BioPhysCode
is a collection of three open-source biophysical simulation analysis tools developed jointly by Ryan Bradley, Joe Jordan, and David Slochower during their study at the University of Pennsylvania under the supervision of Ravi Radhakrishnan. It is currently under active development by Ryan and Joe.
Our goal is to provide all of our simulation and analysis tools to the larger research community. Each code works independently, however they are designed as a single, coherent framework so you can use them together to create novel, scalable biophysics experiments based on the popular GROMACS integrator. Contact the authors if you have questions, or open an issue on the github pages listed below.

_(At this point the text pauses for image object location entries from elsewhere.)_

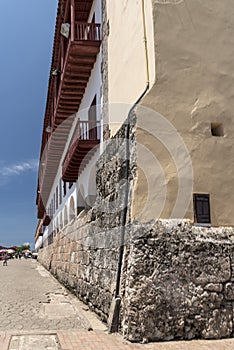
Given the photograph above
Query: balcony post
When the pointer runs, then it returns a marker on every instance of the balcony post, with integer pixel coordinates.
(72, 20)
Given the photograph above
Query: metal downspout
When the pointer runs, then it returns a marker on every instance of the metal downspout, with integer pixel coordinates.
(127, 170)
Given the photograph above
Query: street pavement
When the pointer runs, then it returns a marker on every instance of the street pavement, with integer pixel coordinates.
(37, 312)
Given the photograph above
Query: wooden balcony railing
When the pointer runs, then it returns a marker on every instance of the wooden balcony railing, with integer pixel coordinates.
(87, 31)
(86, 131)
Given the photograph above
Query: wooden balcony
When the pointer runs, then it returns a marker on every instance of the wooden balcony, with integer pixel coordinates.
(81, 150)
(77, 57)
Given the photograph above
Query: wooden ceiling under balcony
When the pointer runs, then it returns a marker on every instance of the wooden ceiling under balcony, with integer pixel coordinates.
(80, 59)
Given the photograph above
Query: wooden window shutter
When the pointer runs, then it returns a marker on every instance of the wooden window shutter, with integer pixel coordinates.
(202, 208)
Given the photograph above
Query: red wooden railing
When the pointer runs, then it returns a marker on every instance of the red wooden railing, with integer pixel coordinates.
(87, 31)
(86, 131)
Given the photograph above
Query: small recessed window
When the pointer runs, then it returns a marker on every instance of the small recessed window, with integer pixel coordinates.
(217, 129)
(201, 208)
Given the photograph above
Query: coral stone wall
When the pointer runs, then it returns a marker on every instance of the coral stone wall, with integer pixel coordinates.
(179, 282)
(84, 255)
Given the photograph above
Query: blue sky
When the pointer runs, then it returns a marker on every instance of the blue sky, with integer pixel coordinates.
(26, 39)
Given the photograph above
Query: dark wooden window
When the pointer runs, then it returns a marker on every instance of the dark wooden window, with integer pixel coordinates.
(201, 208)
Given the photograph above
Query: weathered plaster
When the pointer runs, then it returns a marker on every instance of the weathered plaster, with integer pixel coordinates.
(194, 49)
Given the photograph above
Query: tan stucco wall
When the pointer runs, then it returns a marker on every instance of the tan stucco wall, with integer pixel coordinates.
(127, 73)
(194, 48)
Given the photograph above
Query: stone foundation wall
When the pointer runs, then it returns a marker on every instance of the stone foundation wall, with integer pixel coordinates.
(84, 255)
(179, 282)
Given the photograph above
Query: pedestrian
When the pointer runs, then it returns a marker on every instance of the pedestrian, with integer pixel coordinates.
(5, 257)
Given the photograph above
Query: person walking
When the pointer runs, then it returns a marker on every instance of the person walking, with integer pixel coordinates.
(5, 257)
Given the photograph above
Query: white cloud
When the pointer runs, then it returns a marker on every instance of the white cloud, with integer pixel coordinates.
(19, 168)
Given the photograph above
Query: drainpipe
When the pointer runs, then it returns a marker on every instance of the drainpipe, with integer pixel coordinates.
(115, 309)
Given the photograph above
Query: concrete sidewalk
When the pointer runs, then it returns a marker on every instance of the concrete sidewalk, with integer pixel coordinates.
(38, 313)
(98, 340)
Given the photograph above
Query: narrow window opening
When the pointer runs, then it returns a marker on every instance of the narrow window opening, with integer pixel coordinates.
(201, 208)
(217, 129)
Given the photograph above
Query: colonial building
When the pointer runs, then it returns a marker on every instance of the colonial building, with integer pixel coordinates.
(134, 197)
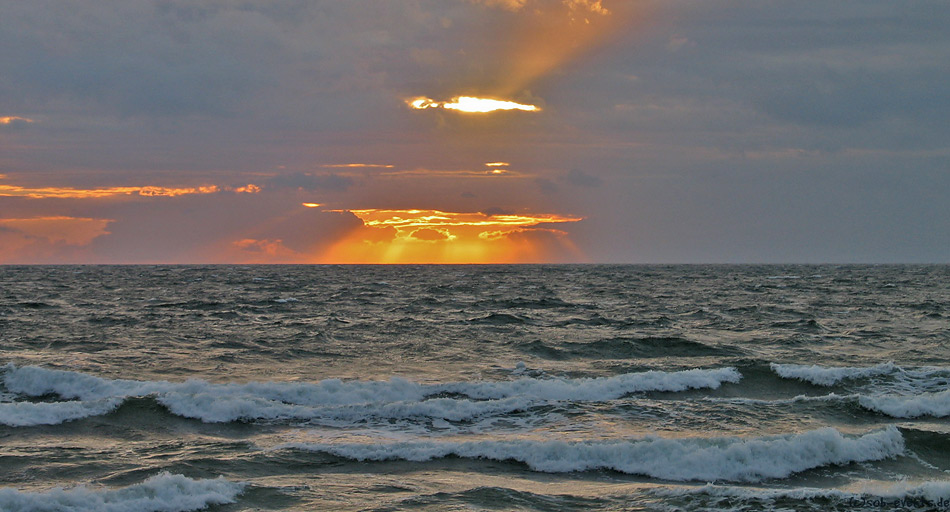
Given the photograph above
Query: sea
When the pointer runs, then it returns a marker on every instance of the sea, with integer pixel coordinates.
(483, 387)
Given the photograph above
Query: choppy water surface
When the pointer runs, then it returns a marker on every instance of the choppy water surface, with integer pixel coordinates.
(475, 388)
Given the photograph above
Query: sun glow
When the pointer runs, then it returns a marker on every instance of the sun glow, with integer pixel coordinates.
(435, 236)
(470, 104)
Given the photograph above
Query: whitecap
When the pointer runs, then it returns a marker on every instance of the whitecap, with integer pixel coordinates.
(161, 493)
(703, 459)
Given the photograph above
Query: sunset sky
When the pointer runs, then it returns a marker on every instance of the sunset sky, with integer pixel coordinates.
(474, 131)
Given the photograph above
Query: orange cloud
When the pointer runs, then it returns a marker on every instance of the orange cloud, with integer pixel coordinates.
(9, 120)
(359, 166)
(470, 104)
(435, 236)
(96, 193)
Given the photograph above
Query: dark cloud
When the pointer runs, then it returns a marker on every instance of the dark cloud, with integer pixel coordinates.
(547, 186)
(580, 178)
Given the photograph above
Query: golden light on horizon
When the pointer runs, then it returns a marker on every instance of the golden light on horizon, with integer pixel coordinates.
(435, 236)
(470, 104)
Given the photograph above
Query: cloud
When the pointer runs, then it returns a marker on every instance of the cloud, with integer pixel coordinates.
(430, 235)
(14, 122)
(311, 182)
(51, 239)
(580, 178)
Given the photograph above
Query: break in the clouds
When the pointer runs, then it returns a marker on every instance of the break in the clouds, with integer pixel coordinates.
(680, 130)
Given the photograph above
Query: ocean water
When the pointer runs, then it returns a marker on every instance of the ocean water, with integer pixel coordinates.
(667, 388)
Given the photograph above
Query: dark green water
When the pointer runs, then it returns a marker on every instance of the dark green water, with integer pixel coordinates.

We recommend starting with either the quickstart guide or the list of validated codes.
FACTORY
a flexible framework for building and analyzing molecular simulation data
◾ source from github
◾ contact the authors for instructions
AUTOMACS
reproducible, extensible, shareable simulation protocols ◾ source from github
◾ online documentation
OMNICALC
transparent analysis pipeline for interpreting biophysical simulations
◾ source from github
◾ online documentation
Quickstart guide
Use cases
The following is the quickstart guide for BioPhysCode
, which consists of a simulation package called automacs, a calculation package called omnicalc, and an interface called factory. This guide will cover the following use-cases.
- Install a factory. The factory is primarily used to organize different calculation “projects” by cloning omnicalc and managing the paths to your data. It also manages a virtual environment which is required for running calculations, creating complex simulations with automacs, and serving the web-based interface. We recommend starting with the factory, which takes less than three minutes to install on most machines.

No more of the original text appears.